- Unexpectedly spacious interior
- Comfy, easy driving manners
- Great highway fuel economy
- Insultingly overpriced
- Slow acceleration
- Lacks standard driver aids
As the workaday Volkswagen Golf is now sold only in overseas markets, there’s been a hatchback-shaped hole in Volkswagen’s United States lineup. (Fortunately, we still get the Golf GTI and Golf R.) Meanwhile, the subcompact SUV segment has exploded, eventually encompassing more than 20 wee SUVs—but none made by Volkswagen. That changed with the introduction of the Taos, which aims to fill VW’s hatchback-y void in price and practicality while elbowing its way into contention in a hot segment.
The single Taos made available for SUV of the Year evaluation was loaded with nearly every feature—which ultimately led to it being unanimously nixed in the first round. We say “nearly every feature” because a recall on all-wheel-drive models meant that only a front-drive example was available. It came in range-topping SEL trim, equipped with niceties like a larger digital gauge display, premium audio, and leather seating upholstery. The SEL is also the sole trim that comes with adaptive cruise control and lane keep assist—standard tech on every Toyota C-HR, Mazda CX-30, and automatic-transmission Subaru Crosstrek.
So we all blinked in amazement at the Taos’ window sticker, which carried a bottom line of $34,280. For a small front-wheel-drive crossover. With 158 hp. And no power liftgate. Or standard sunroof.
So the Taos flopped in the value portion of our criteria. “I looked at this price and nearly had a heart attack,” Mexico editor Miguel Cortina said. “How could Volkswagen expect people to pay so much for this?”
We couldn’t figure it out. The Taos’ interior is filled with hard, cheap plastics, and an 8.5-second 0-60-mph time makes it among the slowest vehicles in this year’s competition. In addition, an all-wheel-drive model might not have gotten stuck in the sandpit as this front-driver did.
This isn’t to say the Taos doesn’t have commendable attributes—far from it. Its packaging is brilliant, and it feels more spacious than its exterior proportions suggest.
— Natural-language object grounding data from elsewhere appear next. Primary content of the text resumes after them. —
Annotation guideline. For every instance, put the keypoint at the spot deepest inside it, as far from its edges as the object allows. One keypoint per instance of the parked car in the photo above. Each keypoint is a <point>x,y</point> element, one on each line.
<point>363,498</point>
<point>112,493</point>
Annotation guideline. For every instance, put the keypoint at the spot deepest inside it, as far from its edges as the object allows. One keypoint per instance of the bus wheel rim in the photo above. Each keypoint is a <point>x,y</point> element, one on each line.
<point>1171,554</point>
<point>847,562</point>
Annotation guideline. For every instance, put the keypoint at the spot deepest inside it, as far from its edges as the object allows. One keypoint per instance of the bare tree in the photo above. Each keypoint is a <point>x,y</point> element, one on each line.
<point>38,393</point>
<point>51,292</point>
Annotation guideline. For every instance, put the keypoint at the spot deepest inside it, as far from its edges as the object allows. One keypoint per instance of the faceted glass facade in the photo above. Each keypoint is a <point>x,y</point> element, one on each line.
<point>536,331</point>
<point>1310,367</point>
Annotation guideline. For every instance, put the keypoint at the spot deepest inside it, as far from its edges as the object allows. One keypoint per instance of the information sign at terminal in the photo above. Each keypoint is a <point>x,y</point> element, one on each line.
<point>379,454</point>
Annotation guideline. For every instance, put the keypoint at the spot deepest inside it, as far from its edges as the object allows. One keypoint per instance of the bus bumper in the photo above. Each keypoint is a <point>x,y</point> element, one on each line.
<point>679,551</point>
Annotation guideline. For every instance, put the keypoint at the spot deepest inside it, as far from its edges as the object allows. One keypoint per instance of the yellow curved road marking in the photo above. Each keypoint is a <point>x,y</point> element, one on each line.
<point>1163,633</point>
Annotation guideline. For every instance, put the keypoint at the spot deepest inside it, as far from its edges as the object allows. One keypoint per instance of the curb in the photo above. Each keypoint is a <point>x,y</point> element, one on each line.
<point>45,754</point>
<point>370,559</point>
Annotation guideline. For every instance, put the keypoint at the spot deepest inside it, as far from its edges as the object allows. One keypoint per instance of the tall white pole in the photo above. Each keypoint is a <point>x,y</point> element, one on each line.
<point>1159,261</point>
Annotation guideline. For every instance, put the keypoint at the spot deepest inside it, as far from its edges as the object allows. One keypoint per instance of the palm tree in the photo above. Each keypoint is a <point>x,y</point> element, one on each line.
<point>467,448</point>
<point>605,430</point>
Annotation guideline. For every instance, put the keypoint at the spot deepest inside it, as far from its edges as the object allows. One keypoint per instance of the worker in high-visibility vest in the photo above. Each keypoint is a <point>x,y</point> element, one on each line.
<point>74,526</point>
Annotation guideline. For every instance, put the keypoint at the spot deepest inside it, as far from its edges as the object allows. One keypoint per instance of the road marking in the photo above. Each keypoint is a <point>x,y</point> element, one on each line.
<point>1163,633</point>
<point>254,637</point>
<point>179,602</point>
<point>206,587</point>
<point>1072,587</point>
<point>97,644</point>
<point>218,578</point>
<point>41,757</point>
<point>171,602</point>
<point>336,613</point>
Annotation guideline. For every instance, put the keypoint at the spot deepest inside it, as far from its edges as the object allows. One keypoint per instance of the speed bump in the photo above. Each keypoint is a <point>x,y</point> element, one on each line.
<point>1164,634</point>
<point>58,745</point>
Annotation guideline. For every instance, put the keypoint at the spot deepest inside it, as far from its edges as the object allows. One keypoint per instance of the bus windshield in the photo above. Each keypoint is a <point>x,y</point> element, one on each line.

Even this author, our tallest editor (6-foot-10), could squeeze into the second row behind the driver’s seat adjusted for himself. Additionally, its cargo capacity rivals some crossovers a size up. At 36 mpg, it’s tied with the Nissan Kicks for best-in-segment highway fuel economy.
Although the Taos’ driving dynamics don’t provide enthusiast thrills, they will suffice for drivers seeking a spacious, straightforward, and confident-handling vehicle. “The cushy ride, light steering, and punchy four-pot would make for a compelling combination at the right price,” Detroit editor Alisa Priddle said. Editorial director Ed Loh noted it has “a certain sporty-in-a-no-frills-rental-car vibe” and equated its “grippy, planted” sensation to that of the iconic GTI.
Thing is, at $30,540 to start, the GTI can be had for even less than the Taos we evaluated. This is an instance where we wished for a lower-spec example to try. “Drop the price to the basic S trim’s $24,190, and I can make a case for this crossover,” senior editor Greg Fink said. “It’d be a charming little thing if its cost was more in line with its competitors.”
But the MSRP of the Taos we tried simply wasn’t. Decent as it may be, Volkswagen’s subcompact SUV would need to be great to justify the outlay.